While the requirement for scale flexibility would suggest a cloud option, Spin VFX has yet to find a cloud-based solution that meets its needs from the perspective of price point or value proposition. While the company is currently involved in a pilot project with a local provider to test out the cloud case and would consider this for peak times since the commitment is short term, as Ali explained, this is a potential option for the future only. Today, the company must have a “tried and true” solution: “we don’t have the luxury of not delivering a show so we have to ensure that our infrastructure is strong and that we have reliable partners. Having infrastructure on site is our first preference because we can walk over and check that everything is working. If there is a backlog, we can see it right away,” she added. In many ways, Spin VFX’s relationship with software partners has provided the kind of flexibility needed to service fluctuations in the company’s workload. Spin VFX works with Pixar’s Renderman, Autodesk’s Maya, Side Effects’ Houdini, and MARI, Katana and NUKE from The Foundry, and has been able with many of these vendors to purchase extra, short term software licenses (including one month packages).

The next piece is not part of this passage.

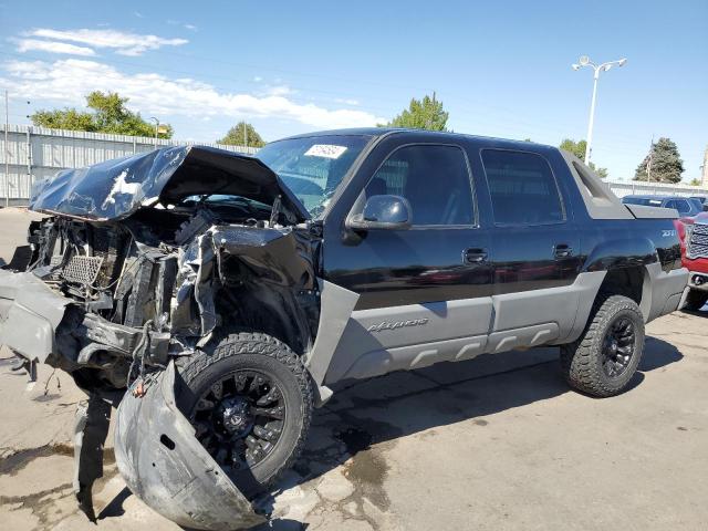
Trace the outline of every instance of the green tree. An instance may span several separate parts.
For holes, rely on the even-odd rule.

On site, the new Dell servers have provided Spin VFX with the computing capacity needed to meet production demands placed on infrastructure by these processor-intensive applications — some shows can generate upwards of 20 terabytes of data, and the company typically works on several projects simultaneously. According to Ali, the servers have also helped the company to generate five times the productivity from individual artists, who are now able with increased speed and processing capacity to work on several projects in parallel. For example, an effects artist can use one workstation to send a project to the server for rendering, and then move on to another workstation to initiate work on the next simulation. Increased productivity does not come from the workstation per say, but rather from the artists’ new ability to work on several shots at the same time. When combined with efficiencies the company has built into its production pipeline, Ali explained that this new work flow process means Spin VFX can accomplish “much more work than if things were done linearly.” This type of process innovation, developed with partners Dell and Island Digital, is the kind of opportunity that Ali believes can help businesses like Spin VFX manage issues around the fact that there are never enough artists or enough tech resources.
With a quarter century history in the visual effects business, Spin VFX has been witness to many changes in the tech landscape that in turn have impacted its business. According to Ali, the current video marketplace is a challenging one, but one of the ways to succeed is to make technology even more prominent: “Our competition now is global — by virtue of technology — and we have to look at efficient ways of maximizing our return. We have amazing artists and that is a staple — but the other thing we have to have is a very robust, secure, stable and efficient pipeline, which is driven by technology.” While providing the foundation for onsite visual effects creativity, for Spin VFX, technology also enables the sharing and collaboration with partners and vendors from around the world that allows the studio to stake out its place in the global marketplace.